Gökyüzünü açın bana,siz arkada kalın
Göremiyorum, buğulu göğün hüznünü
Camlar.....çekilin aradan
Ben, sizsiz de anlarım onun kıymetini
Güzelliğini de anlarım,zaten orada durmuyor mu ki
Bu camlar, mahvediyor hayallerimi
Toz pembe yamaçlarım ,hep lekeli
Bu camlar,kirli gösteriyor beni
Bakışlarım, kötülükle mühürlenmiş gibi
Bak ,bak....
Bu camlar, seni de iyi göstermiyor 
Yüzün hafiften yıpranmış sanki
Ah bu camlar, niye var ki?
Kaldıralım onları ya da kıralım olmaz mı?!

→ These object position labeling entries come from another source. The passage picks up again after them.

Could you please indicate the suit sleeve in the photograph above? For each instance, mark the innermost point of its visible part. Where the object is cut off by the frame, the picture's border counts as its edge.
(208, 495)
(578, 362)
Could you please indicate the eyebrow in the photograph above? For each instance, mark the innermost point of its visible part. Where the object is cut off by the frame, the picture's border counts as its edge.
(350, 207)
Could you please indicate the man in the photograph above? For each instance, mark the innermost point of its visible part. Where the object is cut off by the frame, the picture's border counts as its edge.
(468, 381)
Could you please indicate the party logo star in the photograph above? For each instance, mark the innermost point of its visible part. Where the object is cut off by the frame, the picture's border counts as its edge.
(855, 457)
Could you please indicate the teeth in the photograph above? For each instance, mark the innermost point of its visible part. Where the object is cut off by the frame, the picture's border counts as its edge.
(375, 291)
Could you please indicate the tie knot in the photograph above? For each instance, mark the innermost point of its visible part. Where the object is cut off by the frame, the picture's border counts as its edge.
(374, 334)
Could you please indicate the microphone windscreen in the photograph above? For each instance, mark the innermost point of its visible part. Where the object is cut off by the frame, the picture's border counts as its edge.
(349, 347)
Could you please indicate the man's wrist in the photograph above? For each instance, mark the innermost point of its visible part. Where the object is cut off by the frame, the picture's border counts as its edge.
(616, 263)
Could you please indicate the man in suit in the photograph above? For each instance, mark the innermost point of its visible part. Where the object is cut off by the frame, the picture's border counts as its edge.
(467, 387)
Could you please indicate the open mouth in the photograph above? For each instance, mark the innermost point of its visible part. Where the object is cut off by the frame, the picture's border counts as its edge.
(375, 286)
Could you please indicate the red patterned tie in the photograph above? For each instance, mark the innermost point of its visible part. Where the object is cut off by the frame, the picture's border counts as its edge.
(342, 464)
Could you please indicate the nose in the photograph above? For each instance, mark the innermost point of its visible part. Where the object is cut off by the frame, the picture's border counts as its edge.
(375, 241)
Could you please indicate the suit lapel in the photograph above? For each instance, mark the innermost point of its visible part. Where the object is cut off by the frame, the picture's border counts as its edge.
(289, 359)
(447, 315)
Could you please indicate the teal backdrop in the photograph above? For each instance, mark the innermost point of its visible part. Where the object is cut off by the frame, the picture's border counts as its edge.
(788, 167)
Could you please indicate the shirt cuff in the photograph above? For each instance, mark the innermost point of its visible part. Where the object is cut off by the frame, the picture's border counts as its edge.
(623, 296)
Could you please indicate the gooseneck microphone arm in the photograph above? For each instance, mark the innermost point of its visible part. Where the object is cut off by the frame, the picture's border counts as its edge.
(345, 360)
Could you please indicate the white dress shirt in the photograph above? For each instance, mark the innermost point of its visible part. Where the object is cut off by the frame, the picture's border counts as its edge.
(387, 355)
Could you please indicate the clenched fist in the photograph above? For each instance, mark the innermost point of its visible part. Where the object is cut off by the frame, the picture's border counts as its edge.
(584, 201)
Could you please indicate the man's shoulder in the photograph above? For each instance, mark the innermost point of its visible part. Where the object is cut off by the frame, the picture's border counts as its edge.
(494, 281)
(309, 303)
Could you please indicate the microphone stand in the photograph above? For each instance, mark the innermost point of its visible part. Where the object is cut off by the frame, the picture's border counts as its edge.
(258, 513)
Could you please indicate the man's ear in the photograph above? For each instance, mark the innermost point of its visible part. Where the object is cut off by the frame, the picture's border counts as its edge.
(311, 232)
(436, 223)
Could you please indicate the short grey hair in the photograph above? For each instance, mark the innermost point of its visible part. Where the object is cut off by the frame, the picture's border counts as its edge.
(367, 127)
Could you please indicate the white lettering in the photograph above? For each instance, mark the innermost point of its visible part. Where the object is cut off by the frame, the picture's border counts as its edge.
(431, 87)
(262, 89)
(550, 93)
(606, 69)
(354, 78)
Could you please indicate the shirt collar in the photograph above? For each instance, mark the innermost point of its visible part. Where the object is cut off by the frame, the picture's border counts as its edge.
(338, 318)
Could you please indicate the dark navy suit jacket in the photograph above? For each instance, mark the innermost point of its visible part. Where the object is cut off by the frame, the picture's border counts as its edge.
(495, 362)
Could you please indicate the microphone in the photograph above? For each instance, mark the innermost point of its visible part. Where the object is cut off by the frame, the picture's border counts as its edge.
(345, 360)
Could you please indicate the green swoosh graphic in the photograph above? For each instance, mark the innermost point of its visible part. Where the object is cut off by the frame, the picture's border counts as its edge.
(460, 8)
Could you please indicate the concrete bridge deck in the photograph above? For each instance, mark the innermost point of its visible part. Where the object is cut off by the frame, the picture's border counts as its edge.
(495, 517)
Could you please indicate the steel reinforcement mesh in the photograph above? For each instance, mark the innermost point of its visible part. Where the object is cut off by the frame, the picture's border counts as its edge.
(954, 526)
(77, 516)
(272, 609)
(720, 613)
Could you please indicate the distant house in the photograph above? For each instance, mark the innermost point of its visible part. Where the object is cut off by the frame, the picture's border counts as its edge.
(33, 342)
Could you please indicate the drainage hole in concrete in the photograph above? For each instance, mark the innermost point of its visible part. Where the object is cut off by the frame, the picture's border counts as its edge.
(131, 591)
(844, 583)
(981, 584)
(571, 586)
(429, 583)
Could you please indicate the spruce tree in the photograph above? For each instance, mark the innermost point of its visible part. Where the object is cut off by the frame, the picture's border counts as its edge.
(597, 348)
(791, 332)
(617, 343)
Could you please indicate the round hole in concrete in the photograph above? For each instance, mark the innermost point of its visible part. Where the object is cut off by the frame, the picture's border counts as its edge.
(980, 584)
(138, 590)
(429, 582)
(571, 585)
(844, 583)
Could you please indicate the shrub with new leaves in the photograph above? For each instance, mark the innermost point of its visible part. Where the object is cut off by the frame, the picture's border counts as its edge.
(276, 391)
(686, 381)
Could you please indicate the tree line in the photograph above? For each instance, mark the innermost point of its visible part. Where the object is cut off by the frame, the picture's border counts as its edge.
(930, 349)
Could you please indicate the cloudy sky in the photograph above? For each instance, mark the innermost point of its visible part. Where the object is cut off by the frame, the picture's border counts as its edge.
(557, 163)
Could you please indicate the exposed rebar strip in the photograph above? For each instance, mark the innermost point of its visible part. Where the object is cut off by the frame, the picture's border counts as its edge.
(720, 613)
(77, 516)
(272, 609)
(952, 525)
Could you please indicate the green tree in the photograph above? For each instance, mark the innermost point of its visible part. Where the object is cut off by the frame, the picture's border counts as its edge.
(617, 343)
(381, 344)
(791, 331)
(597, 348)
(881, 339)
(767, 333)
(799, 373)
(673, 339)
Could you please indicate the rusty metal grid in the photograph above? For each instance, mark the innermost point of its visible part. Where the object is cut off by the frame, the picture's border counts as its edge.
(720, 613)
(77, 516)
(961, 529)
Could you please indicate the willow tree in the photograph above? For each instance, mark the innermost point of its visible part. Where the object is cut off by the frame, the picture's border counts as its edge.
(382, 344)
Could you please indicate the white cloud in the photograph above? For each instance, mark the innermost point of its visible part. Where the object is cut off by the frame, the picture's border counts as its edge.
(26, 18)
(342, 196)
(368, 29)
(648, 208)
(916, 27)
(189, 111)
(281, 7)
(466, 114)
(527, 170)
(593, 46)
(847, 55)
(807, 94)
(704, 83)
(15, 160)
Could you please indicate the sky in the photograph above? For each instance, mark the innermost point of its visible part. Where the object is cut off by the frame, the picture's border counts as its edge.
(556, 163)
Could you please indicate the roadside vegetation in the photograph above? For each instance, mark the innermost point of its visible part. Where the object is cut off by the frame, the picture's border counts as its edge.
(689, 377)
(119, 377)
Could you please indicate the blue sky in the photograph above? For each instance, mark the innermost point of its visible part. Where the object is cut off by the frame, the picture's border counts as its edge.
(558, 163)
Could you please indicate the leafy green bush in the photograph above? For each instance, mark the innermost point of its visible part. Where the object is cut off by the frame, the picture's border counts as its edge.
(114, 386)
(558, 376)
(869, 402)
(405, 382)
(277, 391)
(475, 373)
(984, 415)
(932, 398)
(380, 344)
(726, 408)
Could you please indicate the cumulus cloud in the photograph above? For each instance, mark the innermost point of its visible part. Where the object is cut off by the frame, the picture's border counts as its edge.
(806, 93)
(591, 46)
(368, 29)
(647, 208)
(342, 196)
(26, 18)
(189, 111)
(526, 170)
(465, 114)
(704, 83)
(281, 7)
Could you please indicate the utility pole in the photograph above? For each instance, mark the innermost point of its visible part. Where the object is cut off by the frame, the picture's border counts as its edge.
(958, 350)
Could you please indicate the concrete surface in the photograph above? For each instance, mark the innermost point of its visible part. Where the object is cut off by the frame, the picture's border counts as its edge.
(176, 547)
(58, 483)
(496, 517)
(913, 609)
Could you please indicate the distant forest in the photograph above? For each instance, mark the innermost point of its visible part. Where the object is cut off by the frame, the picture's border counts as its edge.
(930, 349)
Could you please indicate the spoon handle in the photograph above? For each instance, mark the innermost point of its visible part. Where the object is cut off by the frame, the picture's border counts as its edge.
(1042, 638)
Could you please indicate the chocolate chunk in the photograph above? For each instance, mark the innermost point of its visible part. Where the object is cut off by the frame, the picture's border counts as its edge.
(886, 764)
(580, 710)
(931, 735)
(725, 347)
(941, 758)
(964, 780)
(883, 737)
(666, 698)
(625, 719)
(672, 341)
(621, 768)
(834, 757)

Bu camlar;hasta,soğuk,sinirli
Bunların ardından bakmayalım birbirimize ,diyorum sana...
Bak!
Bu camlar,lekeli,kötü kalpli,kibirli.
****
Uzun ve soluksuz bir günün ardından ölümü izledim.
Hem  tehditkar hem de  rüyakardı.
Ben ilk defa onun sızısını gözledim şehrin alacakaranlığında
Korku doluydu gözleri
Ve kalabalık kokuyordu nefesi.
Onunla beraberken acıyla inliyordu zamanın kesesi
Akmıyordu saniye,kıpırdayamıyordu yelkovan
Akrebin kıskacı her daim tetikteydi ama o bile bir şey yapamıyordu kayıplara
Kurtarmayı bırak....durdurmayı bile başaramıyordu hatıraları
Hiçbir şey yetmiyordu,hiçbir şey yetişmiyordu rakamların feryadına.
****
Hüznün sızıntısının yüzüme vurduğu bir gündü.
Hayat zaten çok kısa;bugün,yarın ve dündü.
****
Yorgunuz dostlar...
Sonbaharda dalından düşmeye çalışan sararmış yapraklar gibi yorgunuz...
sisler içindeki silüeter gibi solgunuz
sudan bıkmış balıklar gibi bıkmışız hayattan
 nefes aldıkça daralıyor yüreğimiz,durgunuz.